Single by Grace Jones

from the album Portfolio
- B-side: "Again and Again"
- Released: 1975
- Genre: Disco; funk;
- Length: 3:22
- Label: Orfeus; Beam Junction;
- Songwriters: Paul Adrian Slade; Pierre Papadiamandis;
- Producer: Tom Moulton

Grace Jones singles chronology
|  | "I Need a Man" (1975) | "Sorry" / "That's the Trouble" (1976) |

= I Need a Man (Grace Jones song) =

"I Need a Man" is the debut single by Grace Jones, released in 1975 through Beam Junction. It was re-released in 1977, and reached number 83 on the US Billboard Hot 100 and topped the US Dance Club Songs chart.

==Background==
"I Need a Man" was the debut single for Grace Jones, originally recorded and released in France for the label Orfeus while Jones was still working as a fashion model. It is a disco and funk song. Its initial release passed fairly unnoticed. The track was later re-mixed and released in the U.S. on the minor disco label Beam Junction before Jones signed with Island Records and included it on her 1977 debut album Portfolio. "I Need a Man" then became a modest hit, reaching number 1 spot on the Billboard dance chart. It also contributed to Jones' growing popularity among gay scene.

According to Jones, the original writer of the song, Paul Slade, was an "anonymous, hardworking session guy" who had been writing English lyrics for French singers who wanted to sing in English. Jones claimed to have helped write the words for "I Need a Man" but was not credited as co-writer.

The original mix of "I Need a Man", together with its B-side, "Again and Again", remain unreleased on CD.

==Reception==
Billboard magazine felt "I Need Man" was "just as strong, if not stronger than the singer's last double-sided hit", with "much energy and drive".

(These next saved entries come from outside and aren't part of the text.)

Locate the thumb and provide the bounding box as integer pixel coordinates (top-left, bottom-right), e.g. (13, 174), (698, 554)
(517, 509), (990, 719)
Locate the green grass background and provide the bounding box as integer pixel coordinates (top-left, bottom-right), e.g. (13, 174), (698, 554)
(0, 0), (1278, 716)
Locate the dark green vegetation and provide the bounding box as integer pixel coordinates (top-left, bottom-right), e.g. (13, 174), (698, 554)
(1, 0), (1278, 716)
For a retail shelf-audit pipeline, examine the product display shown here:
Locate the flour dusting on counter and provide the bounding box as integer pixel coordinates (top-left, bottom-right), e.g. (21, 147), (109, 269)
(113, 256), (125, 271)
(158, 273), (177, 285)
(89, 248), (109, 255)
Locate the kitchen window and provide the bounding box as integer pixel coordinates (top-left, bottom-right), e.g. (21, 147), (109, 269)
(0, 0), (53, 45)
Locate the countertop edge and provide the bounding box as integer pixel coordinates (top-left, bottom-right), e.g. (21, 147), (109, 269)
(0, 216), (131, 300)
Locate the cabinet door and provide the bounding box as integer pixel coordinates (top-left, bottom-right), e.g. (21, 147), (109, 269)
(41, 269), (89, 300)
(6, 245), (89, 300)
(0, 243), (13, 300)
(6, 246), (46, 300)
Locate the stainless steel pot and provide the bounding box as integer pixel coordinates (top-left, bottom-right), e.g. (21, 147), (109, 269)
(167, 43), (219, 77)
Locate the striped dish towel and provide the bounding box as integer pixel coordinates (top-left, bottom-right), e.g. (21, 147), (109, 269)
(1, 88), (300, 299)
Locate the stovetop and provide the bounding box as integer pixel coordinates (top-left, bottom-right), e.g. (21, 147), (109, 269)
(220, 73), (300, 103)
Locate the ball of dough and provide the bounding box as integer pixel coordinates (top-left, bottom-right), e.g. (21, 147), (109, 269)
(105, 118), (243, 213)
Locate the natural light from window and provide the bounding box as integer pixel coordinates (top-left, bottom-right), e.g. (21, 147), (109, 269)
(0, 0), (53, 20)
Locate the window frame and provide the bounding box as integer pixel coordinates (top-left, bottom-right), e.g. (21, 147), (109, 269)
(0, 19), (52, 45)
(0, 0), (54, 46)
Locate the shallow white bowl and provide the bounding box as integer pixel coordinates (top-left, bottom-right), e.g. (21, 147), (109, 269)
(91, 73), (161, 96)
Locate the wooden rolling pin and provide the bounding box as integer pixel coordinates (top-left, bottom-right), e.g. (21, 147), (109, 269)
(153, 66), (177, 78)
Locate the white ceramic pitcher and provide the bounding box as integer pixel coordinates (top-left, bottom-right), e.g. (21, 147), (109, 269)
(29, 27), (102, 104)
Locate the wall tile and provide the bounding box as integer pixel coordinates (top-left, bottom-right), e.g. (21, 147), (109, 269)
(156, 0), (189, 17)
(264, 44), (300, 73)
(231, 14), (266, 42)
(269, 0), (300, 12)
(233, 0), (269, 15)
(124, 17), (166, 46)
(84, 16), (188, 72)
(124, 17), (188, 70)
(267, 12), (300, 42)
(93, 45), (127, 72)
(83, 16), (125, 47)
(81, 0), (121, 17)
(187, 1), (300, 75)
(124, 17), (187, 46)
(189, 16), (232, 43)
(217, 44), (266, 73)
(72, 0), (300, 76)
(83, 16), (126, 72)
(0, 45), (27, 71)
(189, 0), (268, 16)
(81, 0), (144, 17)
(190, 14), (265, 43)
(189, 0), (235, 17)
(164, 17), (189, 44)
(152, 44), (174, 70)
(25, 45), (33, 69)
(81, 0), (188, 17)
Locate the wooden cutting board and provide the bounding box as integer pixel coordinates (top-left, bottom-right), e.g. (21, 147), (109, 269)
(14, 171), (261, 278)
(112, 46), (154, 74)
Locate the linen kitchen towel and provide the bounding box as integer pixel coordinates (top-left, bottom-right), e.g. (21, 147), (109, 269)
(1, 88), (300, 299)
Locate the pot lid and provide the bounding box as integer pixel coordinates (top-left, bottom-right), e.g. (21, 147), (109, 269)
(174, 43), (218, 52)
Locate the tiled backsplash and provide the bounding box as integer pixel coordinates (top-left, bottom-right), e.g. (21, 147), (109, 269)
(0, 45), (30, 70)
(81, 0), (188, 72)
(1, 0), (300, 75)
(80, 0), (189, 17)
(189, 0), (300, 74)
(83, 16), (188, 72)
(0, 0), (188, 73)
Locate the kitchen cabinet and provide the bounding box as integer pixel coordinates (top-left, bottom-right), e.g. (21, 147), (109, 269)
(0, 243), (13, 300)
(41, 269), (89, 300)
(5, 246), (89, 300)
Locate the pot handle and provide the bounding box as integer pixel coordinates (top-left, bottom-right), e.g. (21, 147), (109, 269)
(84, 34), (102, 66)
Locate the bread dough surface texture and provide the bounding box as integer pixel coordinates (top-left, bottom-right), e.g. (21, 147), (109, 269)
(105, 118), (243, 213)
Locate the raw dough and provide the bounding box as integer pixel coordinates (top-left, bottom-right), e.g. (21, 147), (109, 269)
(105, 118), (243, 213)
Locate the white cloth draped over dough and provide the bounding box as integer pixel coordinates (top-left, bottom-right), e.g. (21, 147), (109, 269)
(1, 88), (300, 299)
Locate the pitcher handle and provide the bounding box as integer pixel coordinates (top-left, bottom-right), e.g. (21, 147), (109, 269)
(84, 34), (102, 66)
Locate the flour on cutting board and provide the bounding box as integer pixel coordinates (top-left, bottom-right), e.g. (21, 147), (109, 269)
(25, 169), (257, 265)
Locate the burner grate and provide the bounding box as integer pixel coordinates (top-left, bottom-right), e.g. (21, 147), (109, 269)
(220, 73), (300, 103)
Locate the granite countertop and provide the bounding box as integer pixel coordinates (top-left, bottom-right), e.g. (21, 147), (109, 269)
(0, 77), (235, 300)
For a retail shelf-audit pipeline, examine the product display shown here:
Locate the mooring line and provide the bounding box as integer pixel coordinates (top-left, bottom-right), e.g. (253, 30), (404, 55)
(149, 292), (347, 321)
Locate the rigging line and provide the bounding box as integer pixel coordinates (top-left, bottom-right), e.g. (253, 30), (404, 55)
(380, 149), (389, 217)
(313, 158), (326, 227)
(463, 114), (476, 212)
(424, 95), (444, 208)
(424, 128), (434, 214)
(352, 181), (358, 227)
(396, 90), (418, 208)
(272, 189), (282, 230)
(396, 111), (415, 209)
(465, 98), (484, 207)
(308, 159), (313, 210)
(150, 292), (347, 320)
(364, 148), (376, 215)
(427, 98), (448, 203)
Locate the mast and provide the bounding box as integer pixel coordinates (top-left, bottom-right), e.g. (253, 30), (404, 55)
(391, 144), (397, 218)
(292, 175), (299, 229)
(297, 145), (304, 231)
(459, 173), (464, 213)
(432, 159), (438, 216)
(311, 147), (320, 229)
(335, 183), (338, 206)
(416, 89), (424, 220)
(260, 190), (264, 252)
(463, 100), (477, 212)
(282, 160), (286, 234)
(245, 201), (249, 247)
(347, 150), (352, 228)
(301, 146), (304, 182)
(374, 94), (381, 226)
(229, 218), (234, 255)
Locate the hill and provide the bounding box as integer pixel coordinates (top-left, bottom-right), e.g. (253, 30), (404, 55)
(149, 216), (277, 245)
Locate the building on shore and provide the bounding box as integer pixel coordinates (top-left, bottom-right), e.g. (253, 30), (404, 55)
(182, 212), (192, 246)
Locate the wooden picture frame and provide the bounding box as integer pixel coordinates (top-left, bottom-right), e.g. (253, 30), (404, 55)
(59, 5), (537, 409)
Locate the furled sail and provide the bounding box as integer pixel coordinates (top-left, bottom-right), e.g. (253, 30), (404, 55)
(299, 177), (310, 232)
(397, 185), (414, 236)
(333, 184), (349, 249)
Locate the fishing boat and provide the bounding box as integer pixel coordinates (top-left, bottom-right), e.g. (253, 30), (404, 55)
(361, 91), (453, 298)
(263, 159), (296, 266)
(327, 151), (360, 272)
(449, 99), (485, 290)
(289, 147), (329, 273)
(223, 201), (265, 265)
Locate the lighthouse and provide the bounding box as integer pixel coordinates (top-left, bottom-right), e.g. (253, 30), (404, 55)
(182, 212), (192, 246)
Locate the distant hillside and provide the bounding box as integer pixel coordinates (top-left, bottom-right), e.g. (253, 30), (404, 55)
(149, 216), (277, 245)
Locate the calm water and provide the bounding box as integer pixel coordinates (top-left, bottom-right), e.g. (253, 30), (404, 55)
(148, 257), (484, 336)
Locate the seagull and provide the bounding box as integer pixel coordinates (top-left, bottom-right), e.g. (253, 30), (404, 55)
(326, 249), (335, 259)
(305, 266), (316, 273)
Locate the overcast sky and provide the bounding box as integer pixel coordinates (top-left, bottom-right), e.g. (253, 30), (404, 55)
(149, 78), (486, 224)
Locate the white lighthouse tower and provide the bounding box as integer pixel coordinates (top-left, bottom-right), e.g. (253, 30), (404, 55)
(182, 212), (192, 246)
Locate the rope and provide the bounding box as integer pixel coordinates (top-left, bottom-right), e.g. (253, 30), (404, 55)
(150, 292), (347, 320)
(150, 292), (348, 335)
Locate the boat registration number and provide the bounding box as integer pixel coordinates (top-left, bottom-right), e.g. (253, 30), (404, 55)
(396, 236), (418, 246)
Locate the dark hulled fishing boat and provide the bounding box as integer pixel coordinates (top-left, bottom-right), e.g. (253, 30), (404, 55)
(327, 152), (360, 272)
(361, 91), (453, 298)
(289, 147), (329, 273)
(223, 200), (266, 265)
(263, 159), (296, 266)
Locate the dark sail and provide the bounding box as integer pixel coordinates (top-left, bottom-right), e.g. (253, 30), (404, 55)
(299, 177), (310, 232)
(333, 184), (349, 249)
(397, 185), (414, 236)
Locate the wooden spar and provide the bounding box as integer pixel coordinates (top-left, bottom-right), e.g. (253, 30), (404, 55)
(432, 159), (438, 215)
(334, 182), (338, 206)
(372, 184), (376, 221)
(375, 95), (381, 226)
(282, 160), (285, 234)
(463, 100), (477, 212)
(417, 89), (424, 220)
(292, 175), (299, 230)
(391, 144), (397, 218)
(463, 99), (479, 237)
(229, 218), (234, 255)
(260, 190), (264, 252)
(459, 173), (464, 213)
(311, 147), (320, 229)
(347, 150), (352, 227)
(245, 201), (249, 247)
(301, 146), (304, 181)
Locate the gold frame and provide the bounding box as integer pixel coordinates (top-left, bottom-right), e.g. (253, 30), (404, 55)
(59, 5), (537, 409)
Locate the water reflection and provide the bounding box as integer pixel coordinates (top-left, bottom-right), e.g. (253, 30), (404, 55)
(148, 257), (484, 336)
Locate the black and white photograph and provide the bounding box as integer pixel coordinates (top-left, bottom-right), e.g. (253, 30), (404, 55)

===Awards and nominations===

| Year | Awards | Work | Category | Result | Ref. |
| 1977 | Billboard Disco Awards | "I Need a Man" | Heavy Disco/Light Radio (Single of the Year) | Nominated |  |
| Disco DJ's Favorite 12" Disc | Nominated |

==Music video==
The music video for the song was made using the chroma key technique and presents Jones wearing a white, knee-length plain dress, dancing to the track.

==Track listings==
- 7" single (1975)
A. "I Need a Man" – 3:15
B. "Again and Again" – 3:46

- 12" single (1977)
A. "I Need a Man" (disco mix) – 7:30
B. "I Need a Man" (instrumental version) – 4:53

- UK 7" single (1977)
A. "I Need a Man" – 3:29
B. "I Need a Man" (Part 2) – 4:17

==Chart performance==

===Weekly Charts===

Chart performance for "I Need a Man"
| Chart (1976–1977) | Peak position |
|---|---|
| Belgium (Ultratop 50 Wallonia) | 19 |
| US Billboard Hot 100 | 83 |
| US Dance Club Songs (Billboard) | 1 |

Chart performance for "I Need a Man" (2015 Vinyl reissue)
| Chart (2015–2017) | Peak Position |
|---|---|
| UK Physical Singles Chart (OCC) | 42 |
| UK Vinyl Singles Chart (OCC) | 30 |

===Year-end charts===

Year-end chart performance for "I Need a Man"
| Chart (1977) | Position |
|---|---|
| US Disco Audience Response (Billboard) | 11 |

==Cover versions==
- American hi-NRG group Man 2 Man recorded a cover version of "I Need a Man" in 1987. This version received peaked at No. 43 on the UK Singles Chart.